The general result at which I have arrived is the necessary consequence of those views of the relative rights, powers, and duties of the States and of the Federal Government which I have long entertained and often expressed and in reference to which my convictions do but increase in force with time and experience.

I have thus discharged the unwelcome duty of respectfully stating my objections to this bill, with which I cheerfully submit the whole subject to the wisdom of Congress.

FRANKLIN PIERCE.



WASHINGTON, August 4, 1854.

To the House of Representatives:

I have received the bill entitled "An act making appropriations for the repair, preservation, and completion of certain public works heretofore commenced under the authority of law." It reaches me in the expiring hours of the session, and time does not allow full opportunity for examining and considering its provisions or of stating at length the reasons which forbid me to give it my signature.

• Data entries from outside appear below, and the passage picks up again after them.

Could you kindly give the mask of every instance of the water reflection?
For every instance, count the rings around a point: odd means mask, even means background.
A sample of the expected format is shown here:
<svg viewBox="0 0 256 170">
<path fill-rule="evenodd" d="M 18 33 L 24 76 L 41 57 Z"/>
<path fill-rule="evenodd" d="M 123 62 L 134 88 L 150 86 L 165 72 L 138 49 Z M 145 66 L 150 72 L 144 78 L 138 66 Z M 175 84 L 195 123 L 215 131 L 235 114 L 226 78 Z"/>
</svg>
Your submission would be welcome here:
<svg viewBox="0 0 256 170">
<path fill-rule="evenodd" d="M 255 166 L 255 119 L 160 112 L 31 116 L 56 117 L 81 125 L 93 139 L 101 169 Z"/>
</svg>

It belongs to that class of measures which are commonly known as internal improvements by the General Government, and which from a very early period have been deemed of doubtful constitutionality and expediency, and have thus failed to obtain the approbation of successive Chief Magistrates.

On such an examination of this bill as it has been in my power to make, I recognize in it certain provisions national in their character, and which, if they stood alone, it would be compatible with my convictions of public duty to assent to; but at the same time, it embraces others which are merely local, and not, in my judgment, warranted by any safe or true construction of the Constitution.